С разрушением экономического механизма нэпа место интереса опять заняла директива. Откроем наугад один из сборников постановлений по хозяйственным вопросам. Вот постановление ЦК ВКП(б) и Совнаркома от 1 августа 1940 года «Об уборке и заготовках сельскохозяйственных продуктов». Раздел VII этого документа подробнейшим образом регламентирует уборку табака:
«1. Установить, что уборка табаков должна производиться при наличии полной технической зрелости строго по ярусам, не допуская перезревания табаков, а также сбора недозрелых листьев.

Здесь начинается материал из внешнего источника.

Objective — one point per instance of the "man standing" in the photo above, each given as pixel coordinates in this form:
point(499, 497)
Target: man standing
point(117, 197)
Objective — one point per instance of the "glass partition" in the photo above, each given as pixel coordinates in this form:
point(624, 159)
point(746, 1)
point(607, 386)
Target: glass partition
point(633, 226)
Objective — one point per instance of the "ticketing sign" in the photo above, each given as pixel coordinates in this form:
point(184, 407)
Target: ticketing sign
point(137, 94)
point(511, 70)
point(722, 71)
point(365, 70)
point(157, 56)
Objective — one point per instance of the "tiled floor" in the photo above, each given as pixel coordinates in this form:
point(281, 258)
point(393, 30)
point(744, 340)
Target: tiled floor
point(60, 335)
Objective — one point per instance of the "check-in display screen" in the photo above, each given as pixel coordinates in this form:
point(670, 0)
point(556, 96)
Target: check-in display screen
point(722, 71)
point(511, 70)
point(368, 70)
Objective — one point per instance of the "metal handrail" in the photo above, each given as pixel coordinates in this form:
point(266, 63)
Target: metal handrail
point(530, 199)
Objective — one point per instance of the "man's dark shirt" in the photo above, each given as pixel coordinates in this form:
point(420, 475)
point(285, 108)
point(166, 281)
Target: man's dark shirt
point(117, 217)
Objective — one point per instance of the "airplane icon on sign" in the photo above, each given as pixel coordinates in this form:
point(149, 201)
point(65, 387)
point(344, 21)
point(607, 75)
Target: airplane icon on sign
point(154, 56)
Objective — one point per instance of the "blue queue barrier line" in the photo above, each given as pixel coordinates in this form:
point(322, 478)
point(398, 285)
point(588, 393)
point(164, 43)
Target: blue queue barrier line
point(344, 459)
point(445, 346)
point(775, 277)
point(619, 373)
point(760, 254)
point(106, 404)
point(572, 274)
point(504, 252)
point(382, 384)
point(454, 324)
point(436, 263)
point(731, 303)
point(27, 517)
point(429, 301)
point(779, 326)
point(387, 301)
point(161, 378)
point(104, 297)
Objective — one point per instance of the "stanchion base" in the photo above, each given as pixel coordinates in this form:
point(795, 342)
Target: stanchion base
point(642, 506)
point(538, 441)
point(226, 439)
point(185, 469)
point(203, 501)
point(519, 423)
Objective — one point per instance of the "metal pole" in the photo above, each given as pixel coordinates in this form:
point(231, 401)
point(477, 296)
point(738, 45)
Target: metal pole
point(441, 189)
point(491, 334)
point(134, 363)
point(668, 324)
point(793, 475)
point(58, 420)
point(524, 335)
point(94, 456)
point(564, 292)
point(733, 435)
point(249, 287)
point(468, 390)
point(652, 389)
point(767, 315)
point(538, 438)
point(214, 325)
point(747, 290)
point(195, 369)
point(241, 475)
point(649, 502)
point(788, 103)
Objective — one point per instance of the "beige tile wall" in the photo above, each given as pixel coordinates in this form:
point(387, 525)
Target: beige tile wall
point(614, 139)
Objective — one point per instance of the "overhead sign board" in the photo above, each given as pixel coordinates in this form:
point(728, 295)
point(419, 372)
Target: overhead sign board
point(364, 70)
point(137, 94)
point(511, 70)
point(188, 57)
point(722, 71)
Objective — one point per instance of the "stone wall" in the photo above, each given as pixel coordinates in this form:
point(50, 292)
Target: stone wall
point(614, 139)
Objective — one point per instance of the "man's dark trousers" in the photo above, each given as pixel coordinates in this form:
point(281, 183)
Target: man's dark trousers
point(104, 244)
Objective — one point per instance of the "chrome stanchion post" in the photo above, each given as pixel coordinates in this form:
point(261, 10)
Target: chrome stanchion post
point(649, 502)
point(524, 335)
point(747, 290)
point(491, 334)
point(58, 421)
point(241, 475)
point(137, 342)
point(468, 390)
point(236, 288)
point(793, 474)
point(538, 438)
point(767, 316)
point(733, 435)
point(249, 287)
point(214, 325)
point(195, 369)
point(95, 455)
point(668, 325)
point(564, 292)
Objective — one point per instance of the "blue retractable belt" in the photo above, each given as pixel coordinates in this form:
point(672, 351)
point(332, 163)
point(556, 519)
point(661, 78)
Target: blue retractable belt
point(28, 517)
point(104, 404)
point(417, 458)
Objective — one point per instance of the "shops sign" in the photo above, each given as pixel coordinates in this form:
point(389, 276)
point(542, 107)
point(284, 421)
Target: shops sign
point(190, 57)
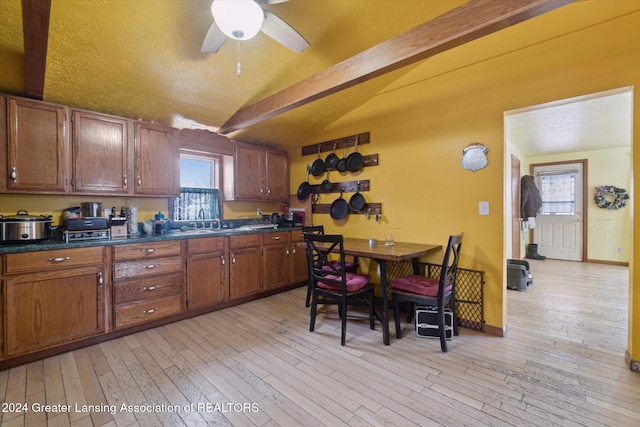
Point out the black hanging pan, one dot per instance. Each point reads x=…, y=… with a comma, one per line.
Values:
x=318, y=167
x=339, y=208
x=342, y=163
x=305, y=188
x=355, y=161
x=332, y=159
x=357, y=202
x=326, y=185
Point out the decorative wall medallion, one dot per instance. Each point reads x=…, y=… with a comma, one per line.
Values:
x=474, y=157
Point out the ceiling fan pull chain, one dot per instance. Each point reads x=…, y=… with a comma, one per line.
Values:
x=238, y=66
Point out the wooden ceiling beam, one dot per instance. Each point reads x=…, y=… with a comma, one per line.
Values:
x=471, y=21
x=35, y=26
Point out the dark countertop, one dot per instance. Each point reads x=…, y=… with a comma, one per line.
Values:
x=51, y=244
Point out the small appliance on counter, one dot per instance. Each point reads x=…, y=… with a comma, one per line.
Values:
x=88, y=226
x=24, y=228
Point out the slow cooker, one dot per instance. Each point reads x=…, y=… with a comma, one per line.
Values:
x=24, y=228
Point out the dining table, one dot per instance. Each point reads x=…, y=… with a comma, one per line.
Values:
x=381, y=253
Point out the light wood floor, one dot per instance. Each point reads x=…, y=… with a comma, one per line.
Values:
x=561, y=363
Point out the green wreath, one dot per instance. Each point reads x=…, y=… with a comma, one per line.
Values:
x=610, y=197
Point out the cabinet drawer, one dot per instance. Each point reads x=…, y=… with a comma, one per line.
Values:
x=280, y=237
x=297, y=236
x=145, y=250
x=147, y=267
x=146, y=311
x=146, y=289
x=245, y=241
x=60, y=258
x=212, y=244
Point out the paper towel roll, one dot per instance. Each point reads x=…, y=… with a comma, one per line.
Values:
x=133, y=220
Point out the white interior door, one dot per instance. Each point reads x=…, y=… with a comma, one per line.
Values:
x=559, y=225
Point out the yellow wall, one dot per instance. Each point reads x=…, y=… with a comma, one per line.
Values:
x=606, y=229
x=420, y=124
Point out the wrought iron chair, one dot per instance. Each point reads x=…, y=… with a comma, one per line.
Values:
x=351, y=266
x=331, y=283
x=417, y=289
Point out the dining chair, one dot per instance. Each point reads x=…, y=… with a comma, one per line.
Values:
x=331, y=283
x=351, y=266
x=417, y=289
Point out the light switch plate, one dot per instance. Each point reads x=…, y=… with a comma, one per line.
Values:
x=484, y=208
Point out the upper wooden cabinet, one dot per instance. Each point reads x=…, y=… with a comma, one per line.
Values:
x=101, y=153
x=260, y=173
x=157, y=160
x=37, y=146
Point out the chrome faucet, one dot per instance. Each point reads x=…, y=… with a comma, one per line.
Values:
x=201, y=216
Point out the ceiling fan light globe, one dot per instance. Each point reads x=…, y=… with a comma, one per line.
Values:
x=238, y=19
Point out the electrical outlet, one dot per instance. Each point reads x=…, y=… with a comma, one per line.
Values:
x=484, y=208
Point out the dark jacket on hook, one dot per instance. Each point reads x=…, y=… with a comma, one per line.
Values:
x=530, y=200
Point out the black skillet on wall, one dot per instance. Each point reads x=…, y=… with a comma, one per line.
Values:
x=339, y=208
x=342, y=163
x=357, y=202
x=318, y=167
x=305, y=188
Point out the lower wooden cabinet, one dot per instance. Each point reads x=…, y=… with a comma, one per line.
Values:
x=55, y=303
x=148, y=282
x=207, y=283
x=245, y=269
x=275, y=260
x=299, y=264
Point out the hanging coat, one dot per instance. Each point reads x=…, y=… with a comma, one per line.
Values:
x=530, y=200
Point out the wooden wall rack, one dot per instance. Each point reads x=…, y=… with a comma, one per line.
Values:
x=339, y=144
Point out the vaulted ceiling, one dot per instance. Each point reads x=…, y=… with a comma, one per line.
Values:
x=142, y=59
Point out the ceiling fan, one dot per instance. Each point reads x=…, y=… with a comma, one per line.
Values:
x=242, y=19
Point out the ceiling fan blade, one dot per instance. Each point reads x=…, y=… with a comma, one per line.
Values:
x=213, y=40
x=283, y=33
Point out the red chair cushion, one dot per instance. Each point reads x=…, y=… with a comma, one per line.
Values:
x=355, y=282
x=418, y=285
x=347, y=265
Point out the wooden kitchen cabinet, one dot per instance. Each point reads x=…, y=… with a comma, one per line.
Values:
x=207, y=283
x=148, y=282
x=60, y=300
x=275, y=260
x=101, y=153
x=260, y=173
x=157, y=160
x=299, y=263
x=245, y=270
x=37, y=146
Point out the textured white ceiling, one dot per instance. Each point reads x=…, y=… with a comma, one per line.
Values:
x=585, y=123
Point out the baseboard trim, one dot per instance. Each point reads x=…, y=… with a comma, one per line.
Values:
x=634, y=365
x=597, y=261
x=494, y=330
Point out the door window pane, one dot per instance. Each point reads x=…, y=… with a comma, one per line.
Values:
x=558, y=192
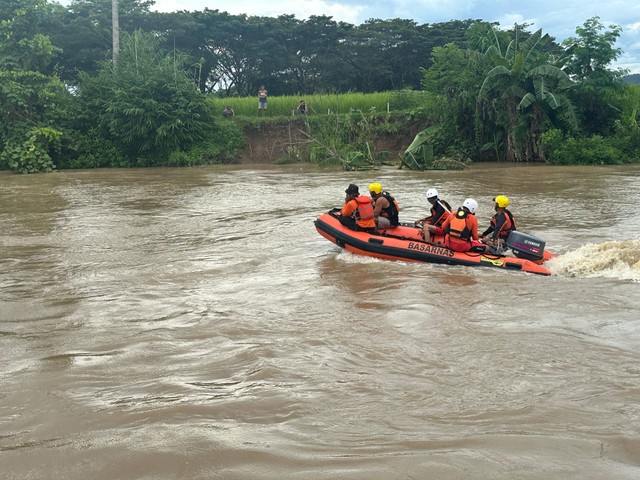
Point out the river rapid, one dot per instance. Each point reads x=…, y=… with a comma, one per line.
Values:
x=192, y=324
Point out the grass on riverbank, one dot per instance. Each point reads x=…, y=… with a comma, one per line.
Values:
x=285, y=106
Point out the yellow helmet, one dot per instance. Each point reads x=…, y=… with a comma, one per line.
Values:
x=502, y=201
x=375, y=188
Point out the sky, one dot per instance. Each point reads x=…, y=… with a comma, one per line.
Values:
x=558, y=18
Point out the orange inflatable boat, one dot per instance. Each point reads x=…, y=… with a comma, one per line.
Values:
x=405, y=243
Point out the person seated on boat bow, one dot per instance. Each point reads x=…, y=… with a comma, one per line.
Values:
x=440, y=210
x=386, y=208
x=461, y=228
x=357, y=211
x=502, y=224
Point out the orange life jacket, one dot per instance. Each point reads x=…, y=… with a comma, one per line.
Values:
x=391, y=212
x=445, y=214
x=364, y=213
x=458, y=227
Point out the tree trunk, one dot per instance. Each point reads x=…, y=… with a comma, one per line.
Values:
x=115, y=31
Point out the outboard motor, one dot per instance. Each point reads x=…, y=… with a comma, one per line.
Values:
x=526, y=246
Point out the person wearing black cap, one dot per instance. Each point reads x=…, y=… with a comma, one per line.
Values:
x=357, y=211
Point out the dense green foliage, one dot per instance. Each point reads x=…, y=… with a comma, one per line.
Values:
x=488, y=93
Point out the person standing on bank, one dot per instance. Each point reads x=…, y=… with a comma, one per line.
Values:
x=461, y=228
x=262, y=99
x=502, y=223
x=357, y=211
x=386, y=210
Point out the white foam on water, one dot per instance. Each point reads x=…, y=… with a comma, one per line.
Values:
x=619, y=259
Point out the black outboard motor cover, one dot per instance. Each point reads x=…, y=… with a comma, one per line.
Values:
x=526, y=246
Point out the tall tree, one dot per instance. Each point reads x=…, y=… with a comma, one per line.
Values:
x=149, y=105
x=523, y=90
x=115, y=30
x=31, y=98
x=592, y=53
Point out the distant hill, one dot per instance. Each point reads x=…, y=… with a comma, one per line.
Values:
x=634, y=78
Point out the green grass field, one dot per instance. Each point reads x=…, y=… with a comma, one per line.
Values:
x=323, y=104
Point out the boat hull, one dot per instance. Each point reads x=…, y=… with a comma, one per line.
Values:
x=404, y=243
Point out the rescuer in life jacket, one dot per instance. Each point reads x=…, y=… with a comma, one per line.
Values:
x=502, y=224
x=357, y=211
x=440, y=210
x=461, y=228
x=386, y=208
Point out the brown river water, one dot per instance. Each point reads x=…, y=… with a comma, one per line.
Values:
x=192, y=324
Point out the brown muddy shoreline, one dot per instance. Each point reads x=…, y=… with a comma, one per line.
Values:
x=268, y=142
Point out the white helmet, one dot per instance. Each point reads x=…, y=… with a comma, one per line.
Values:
x=432, y=192
x=471, y=205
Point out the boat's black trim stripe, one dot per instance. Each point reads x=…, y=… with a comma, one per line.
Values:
x=376, y=246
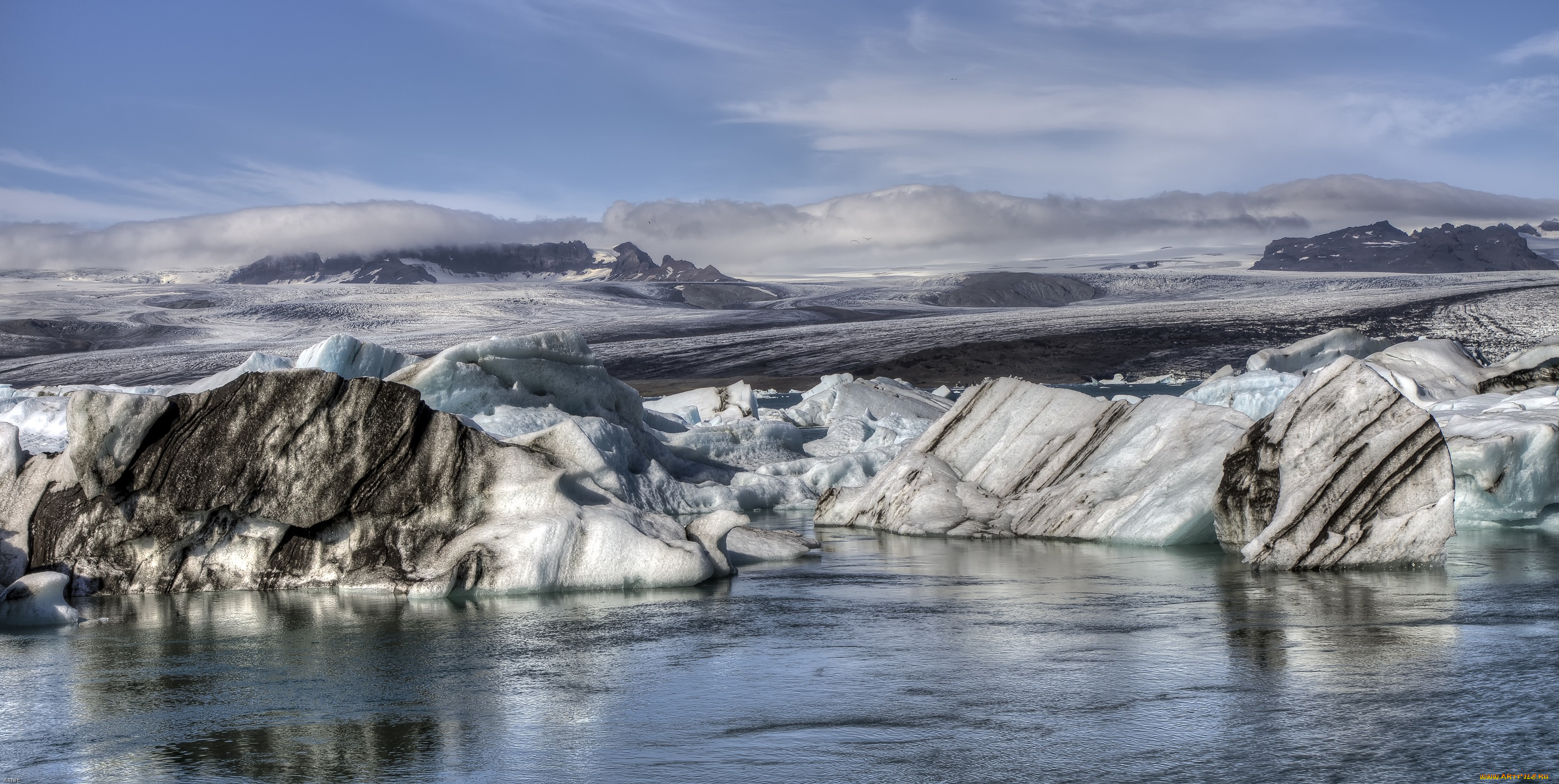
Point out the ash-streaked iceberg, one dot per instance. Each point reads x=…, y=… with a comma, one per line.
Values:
x=1344, y=473
x=1031, y=460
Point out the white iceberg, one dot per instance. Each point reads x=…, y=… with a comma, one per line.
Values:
x=1505, y=453
x=36, y=601
x=1319, y=351
x=1254, y=393
x=1023, y=459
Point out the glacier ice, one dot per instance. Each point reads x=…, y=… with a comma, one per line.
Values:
x=1505, y=453
x=1346, y=471
x=350, y=357
x=710, y=404
x=1315, y=353
x=1254, y=393
x=846, y=396
x=40, y=421
x=36, y=601
x=254, y=364
x=300, y=477
x=1031, y=460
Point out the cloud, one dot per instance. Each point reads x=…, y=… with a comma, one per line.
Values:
x=1544, y=45
x=884, y=228
x=1193, y=17
x=239, y=186
x=1131, y=136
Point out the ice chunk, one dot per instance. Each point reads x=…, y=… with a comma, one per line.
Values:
x=1254, y=395
x=877, y=398
x=350, y=357
x=744, y=445
x=746, y=545
x=1316, y=353
x=1344, y=473
x=105, y=432
x=41, y=421
x=1022, y=459
x=532, y=372
x=256, y=364
x=1428, y=370
x=36, y=601
x=726, y=404
x=1505, y=451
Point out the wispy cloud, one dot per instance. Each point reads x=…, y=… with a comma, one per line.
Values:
x=239, y=186
x=1544, y=45
x=1193, y=17
x=905, y=224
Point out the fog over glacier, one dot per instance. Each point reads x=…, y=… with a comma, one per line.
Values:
x=859, y=231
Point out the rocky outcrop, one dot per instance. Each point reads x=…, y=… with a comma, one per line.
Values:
x=1385, y=248
x=634, y=264
x=390, y=265
x=1015, y=459
x=1346, y=471
x=298, y=477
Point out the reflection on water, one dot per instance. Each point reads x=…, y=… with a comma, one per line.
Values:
x=889, y=658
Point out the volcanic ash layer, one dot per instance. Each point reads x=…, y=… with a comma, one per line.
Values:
x=1346, y=471
x=297, y=479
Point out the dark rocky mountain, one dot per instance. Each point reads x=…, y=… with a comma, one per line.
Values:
x=471, y=261
x=637, y=265
x=1385, y=248
x=387, y=267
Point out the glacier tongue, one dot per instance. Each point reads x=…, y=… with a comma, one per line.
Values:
x=1022, y=459
x=1346, y=471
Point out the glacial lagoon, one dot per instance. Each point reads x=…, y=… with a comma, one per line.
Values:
x=886, y=658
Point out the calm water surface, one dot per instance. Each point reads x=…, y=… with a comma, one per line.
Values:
x=889, y=658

2. Обеспечить своевременное и последовательное выполнение работ по уборке табака (ломка, низка, сушка, обработка), не допуская разрыва между этими работами…
4. Провести уборку урожая табаков и махорки в следующие сроки:
а) махорки — не позднее 10 сентября по всем районам, за исключением Алтайского и Красноярского краев и Новосибирской области, где уборку закончить не позднее 1 сентября». И так далее.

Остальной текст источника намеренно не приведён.